In Brazil, meanwhile, the top fifth of the population saw their share of total income decline from 65 percent to 59 percent from 1990 to 2008, while the bottom two-fifths saw their share increase from 8 percent to 10 percent. Part of that is due to an innovative program called Bolsa Família, introduced by former President Luiz Inácio Lula da Silva. The program provides government cash transfers to 12 million poor families, with part of the money conditional on parents getting their kids vaccinated and sending them to school. The payments add as much as 40 percent to household incomes, and most of the money is used to buy food, school supplies, and clothes for the children. Among recipient families, vaccination rates and school enrollment have soared. And far from hurting growth, Brazil’s war on poverty has coincided with stronger economic performance. In the seven years after Bolsa Família was introduced in 2003, the country’s average gross domestic product growth was 4.3 percent. That compares with 1.9 percent in the seven years before.
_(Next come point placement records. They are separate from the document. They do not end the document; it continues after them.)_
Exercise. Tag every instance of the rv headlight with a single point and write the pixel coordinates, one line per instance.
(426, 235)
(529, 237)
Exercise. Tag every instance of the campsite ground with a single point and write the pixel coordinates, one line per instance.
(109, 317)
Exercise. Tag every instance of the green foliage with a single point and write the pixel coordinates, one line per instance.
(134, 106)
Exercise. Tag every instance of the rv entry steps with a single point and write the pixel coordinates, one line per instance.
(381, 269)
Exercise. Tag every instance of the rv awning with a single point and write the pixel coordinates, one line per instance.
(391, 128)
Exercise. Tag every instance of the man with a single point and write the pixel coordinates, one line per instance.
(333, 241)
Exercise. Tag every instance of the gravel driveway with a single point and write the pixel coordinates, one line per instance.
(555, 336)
Both the East Asian and Latin American experiences demonstrate that the priority for policymakers concerned about inequality shouldn’t be middle-class people who can’t afford to renovate their master bathroom. A more effective approach is to focus on poor people—and in particular poor kids—who can’t compete on anything like a level playing field because they are excluded from the social, health, and learning opportunities that underpin success.

Education can play a huge role in leveling that field. Miles Corak of the University of Ottawa has found that kids of low-income parents are far more likely to become low-income adults in the U.S. than in other countries. In the U.S., fully half of what a person earns can be predicted by how much his father made—compared with less than 20 percent in Canada or Scandinavia. Rich parents ensure their kids go to school and stay there, and in countries where education produces high returns, that means rich kids go on to earn a lot more. Among OECD countries, the strongest correlations between education and future earnings are in France, the U.S., and the U.K.—which are also the countries with the highest correlation between parents’ income and their children’s.

The answer is not necessarily “more money for education”—after all, the U.S. is already a big spender on schools, and there’s little desire in Washington to spend more. But ensuring that more young children have access to environments that stimulate learning could yield outsize returns. Corak argues that universal day care is a significant factor in explaining both low child poverty and higher rates of mobility in Scandinavia compared with the U.S.

Making a serious dent in inequality, in other words, requires more focused investment in the future. That might well mean higher taxes on the 1 percent: providing opportunity for more people to attain a better quality of life entails the very richest paying their fair share. But that revenue shouldn’t simply go toward propping up middle-class subsidies like the home office tax deduction or mortgage interest relief. The solution to inequality isn’t just to bring the 1 percent back down to earth. It’s to ensure that everyone has the potential to reach the top 1 percent themselves.